Among the millions crowding China's railway stations and airports in the annual Lunar New Year trek home are many workers who won't be coming back to their jobs in the workshop of the world.
At the end of a year of rising wages and labor unrest in coastal manufacturing regions, some manufacturers are pulling up stakes and moving to less costly locales in the hinterlands or out of China altogether.
Premium leather-goods brand Coach Inc. said last week it would gradually slash production of handbags and wallets in China and shift to lower-cost countries such as Vietnam and India.
More and more workers in the traditional manufacturing belts in the Pearl River and Yangtze River deltas will be staying back in their home villages in the countryside after the long New Year holidays. Some of them will be taking jobs with those companies moving into the interior.

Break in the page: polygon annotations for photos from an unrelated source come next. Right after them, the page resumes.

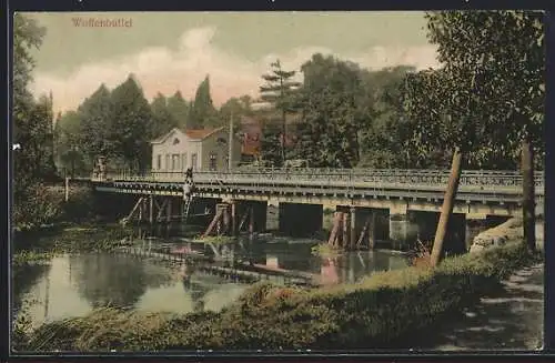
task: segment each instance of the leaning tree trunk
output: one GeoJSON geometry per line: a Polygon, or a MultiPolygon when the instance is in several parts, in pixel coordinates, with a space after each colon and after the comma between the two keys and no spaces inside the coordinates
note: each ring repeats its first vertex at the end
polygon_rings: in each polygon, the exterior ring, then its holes
{"type": "Polygon", "coordinates": [[[430,258],[432,266],[436,266],[442,259],[443,244],[445,242],[445,235],[447,234],[448,221],[451,214],[453,213],[458,181],[461,180],[462,161],[463,153],[460,148],[455,148],[453,161],[451,162],[451,174],[447,182],[447,189],[445,190],[445,196],[443,199],[440,223],[437,224],[437,230],[435,231],[434,246],[432,248],[432,255],[430,258]]]}
{"type": "Polygon", "coordinates": [[[528,251],[534,252],[536,249],[536,203],[535,203],[535,184],[534,184],[534,147],[526,134],[522,141],[521,153],[521,171],[523,179],[523,229],[524,243],[528,251]]]}

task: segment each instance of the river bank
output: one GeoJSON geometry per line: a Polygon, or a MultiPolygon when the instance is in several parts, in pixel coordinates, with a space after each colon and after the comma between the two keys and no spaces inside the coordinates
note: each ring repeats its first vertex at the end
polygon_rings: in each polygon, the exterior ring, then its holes
{"type": "MultiPolygon", "coordinates": [[[[354,284],[321,289],[256,284],[221,312],[101,309],[43,324],[24,345],[33,351],[385,347],[471,304],[537,258],[526,254],[522,244],[509,243],[448,258],[435,271],[407,268],[374,273],[354,284]]],[[[411,343],[405,341],[407,347],[411,343]]]]}

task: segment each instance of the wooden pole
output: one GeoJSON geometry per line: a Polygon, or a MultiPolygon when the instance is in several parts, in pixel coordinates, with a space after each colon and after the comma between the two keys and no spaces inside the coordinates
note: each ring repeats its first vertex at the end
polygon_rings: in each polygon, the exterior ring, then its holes
{"type": "Polygon", "coordinates": [[[249,233],[253,234],[254,233],[254,208],[251,205],[250,206],[250,219],[249,219],[249,233]]]}
{"type": "Polygon", "coordinates": [[[432,255],[431,255],[432,266],[436,266],[442,259],[443,244],[445,235],[447,234],[448,221],[451,214],[453,213],[456,191],[458,189],[458,181],[461,180],[462,159],[463,159],[463,153],[461,152],[461,149],[455,148],[455,152],[453,153],[453,161],[451,162],[451,174],[447,183],[447,189],[445,190],[442,212],[440,214],[440,223],[437,223],[437,230],[435,232],[435,239],[434,239],[434,246],[432,249],[432,255]]]}
{"type": "Polygon", "coordinates": [[[233,111],[230,115],[230,134],[228,137],[228,170],[231,171],[233,169],[233,111]]]}
{"type": "Polygon", "coordinates": [[[172,198],[171,196],[168,196],[168,208],[167,208],[167,215],[165,215],[165,220],[168,221],[168,223],[170,223],[172,221],[172,198]]]}
{"type": "Polygon", "coordinates": [[[150,205],[149,205],[149,221],[150,224],[154,223],[154,195],[150,195],[150,205]]]}
{"type": "Polygon", "coordinates": [[[231,235],[238,235],[238,202],[231,202],[231,235]]]}
{"type": "Polygon", "coordinates": [[[534,181],[534,148],[529,135],[522,141],[521,171],[523,179],[523,230],[528,251],[536,250],[536,201],[534,181]]]}
{"type": "Polygon", "coordinates": [[[349,218],[349,213],[344,213],[342,212],[343,214],[343,248],[344,249],[349,249],[349,228],[351,226],[351,221],[350,221],[350,218],[349,218]]]}
{"type": "Polygon", "coordinates": [[[69,177],[65,177],[65,201],[69,201],[69,177]]]}
{"type": "Polygon", "coordinates": [[[356,208],[352,206],[350,210],[350,218],[351,218],[351,223],[349,228],[351,229],[350,231],[350,236],[351,236],[351,250],[355,249],[356,245],[356,208]]]}

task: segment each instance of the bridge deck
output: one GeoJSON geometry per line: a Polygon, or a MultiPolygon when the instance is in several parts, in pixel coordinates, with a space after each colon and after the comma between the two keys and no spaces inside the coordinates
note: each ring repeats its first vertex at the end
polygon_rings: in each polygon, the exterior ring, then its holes
{"type": "MultiPolygon", "coordinates": [[[[182,195],[183,173],[152,172],[148,175],[110,173],[91,179],[105,192],[182,195]]],[[[260,170],[194,173],[196,194],[239,199],[410,199],[437,202],[448,180],[443,170],[260,170]]],[[[544,175],[536,173],[537,204],[544,201],[544,175]]],[[[519,203],[522,177],[514,171],[464,171],[457,200],[465,202],[519,203]]],[[[310,201],[306,201],[310,202],[310,201]]]]}

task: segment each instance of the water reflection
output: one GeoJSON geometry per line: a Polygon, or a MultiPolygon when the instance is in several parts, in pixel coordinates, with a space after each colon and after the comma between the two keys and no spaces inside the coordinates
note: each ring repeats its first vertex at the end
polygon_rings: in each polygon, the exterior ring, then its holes
{"type": "Polygon", "coordinates": [[[20,266],[13,274],[19,286],[13,300],[17,306],[27,304],[31,320],[40,324],[105,306],[175,313],[219,310],[246,288],[186,269],[185,278],[178,266],[124,254],[59,256],[38,276],[36,266],[20,266]],[[33,275],[34,283],[23,291],[22,283],[33,275]]]}
{"type": "MultiPolygon", "coordinates": [[[[406,265],[403,255],[385,251],[352,252],[335,258],[312,255],[314,240],[291,240],[272,235],[245,236],[235,243],[212,245],[189,238],[153,239],[139,233],[132,245],[140,255],[98,253],[58,256],[48,266],[13,270],[14,307],[23,298],[36,323],[82,316],[94,307],[114,306],[148,312],[188,313],[221,310],[248,288],[224,276],[213,275],[202,264],[244,269],[245,264],[282,274],[283,270],[323,284],[356,282],[373,271],[406,265]],[[192,260],[169,263],[161,254],[206,256],[212,262],[192,260]]],[[[172,258],[173,259],[173,258],[172,258]]],[[[282,279],[282,278],[280,278],[282,279]]],[[[279,280],[285,281],[285,280],[279,280]]]]}

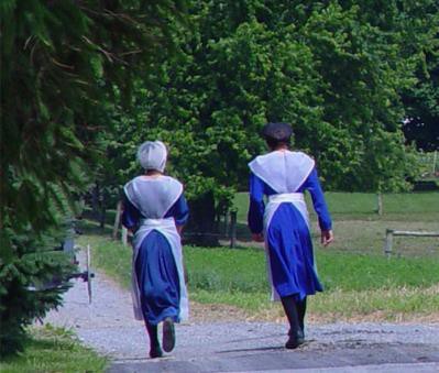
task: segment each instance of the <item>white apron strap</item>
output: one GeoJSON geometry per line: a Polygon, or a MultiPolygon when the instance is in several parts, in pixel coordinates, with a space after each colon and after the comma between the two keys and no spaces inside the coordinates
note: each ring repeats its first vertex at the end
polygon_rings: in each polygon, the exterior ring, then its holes
{"type": "Polygon", "coordinates": [[[268,204],[265,207],[265,213],[264,213],[264,238],[265,238],[266,271],[267,271],[270,285],[272,287],[272,297],[271,297],[272,300],[281,300],[281,297],[277,294],[275,287],[273,286],[272,266],[270,262],[268,242],[266,240],[266,237],[274,213],[276,212],[281,204],[284,202],[293,204],[300,211],[309,229],[308,210],[306,207],[303,193],[285,193],[285,194],[272,195],[268,197],[268,204]]]}

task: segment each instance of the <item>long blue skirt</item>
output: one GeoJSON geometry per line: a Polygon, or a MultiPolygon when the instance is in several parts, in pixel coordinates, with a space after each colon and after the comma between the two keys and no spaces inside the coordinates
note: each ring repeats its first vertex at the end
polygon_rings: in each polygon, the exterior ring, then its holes
{"type": "Polygon", "coordinates": [[[157,325],[171,317],[179,321],[179,279],[171,245],[153,230],[143,240],[135,261],[142,312],[145,321],[157,325]]]}
{"type": "Polygon", "coordinates": [[[307,295],[322,292],[308,226],[292,204],[281,204],[275,211],[267,243],[273,286],[281,297],[294,295],[301,300],[307,295]]]}

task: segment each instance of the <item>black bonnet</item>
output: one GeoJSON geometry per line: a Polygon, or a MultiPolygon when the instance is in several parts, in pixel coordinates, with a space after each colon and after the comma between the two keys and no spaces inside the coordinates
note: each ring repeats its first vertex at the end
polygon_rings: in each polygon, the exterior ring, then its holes
{"type": "Polygon", "coordinates": [[[266,140],[289,141],[293,129],[288,123],[267,123],[262,129],[262,135],[266,140]]]}

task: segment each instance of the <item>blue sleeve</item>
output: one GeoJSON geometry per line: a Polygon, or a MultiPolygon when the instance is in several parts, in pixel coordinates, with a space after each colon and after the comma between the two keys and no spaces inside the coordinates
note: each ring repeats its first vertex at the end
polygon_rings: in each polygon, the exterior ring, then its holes
{"type": "Polygon", "coordinates": [[[264,228],[264,182],[253,173],[250,174],[250,206],[248,213],[249,228],[252,233],[261,233],[264,228]]]}
{"type": "Polygon", "coordinates": [[[176,226],[184,226],[189,218],[189,208],[185,195],[182,193],[177,201],[167,210],[165,218],[174,217],[176,226]]]}
{"type": "Polygon", "coordinates": [[[300,191],[307,189],[311,195],[314,209],[319,218],[319,226],[321,230],[332,229],[332,220],[329,215],[328,206],[325,201],[323,190],[321,189],[317,169],[314,168],[308,178],[305,180],[303,186],[299,188],[300,191]]]}
{"type": "Polygon", "coordinates": [[[122,213],[122,224],[127,229],[135,229],[139,224],[139,220],[141,218],[140,211],[136,207],[130,202],[127,196],[123,199],[123,213],[122,213]]]}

"I won't come back. I want to find a factory nearer home," said He Yingkang, a worker from Jiangxi Province joining the crush at the East Dongguan train station in the Pearl River Delta.
"There the environment is better and cleaner ... a lot of people I know are considering moving. Things are also too expensive here."
The seemingly endless flow of migrant workers into the booming coastal provinces about 150 million of them make the annual journey from the interior to the coast is drying up.
At the East Dongguan railway station, migrant workers wheeled suitcases, hefted sacks on bamboo poles and lugged nylon bags bursting with family gifts, bought with those fatter paychecks.
"I hope, of course, my wages get higher year after year," said Fan Zhen, a 24-year-old plastics worker heading back to his village in central Henan. "I want to work hard and earn more."
While migrant workers have long clamored for better pay in China, last year may have marked a tipping point, when a series of independently organized strikes crippled production at several factories, including Toyota and Honda car plants.
Local governments in many regions responded by raising minimum wages.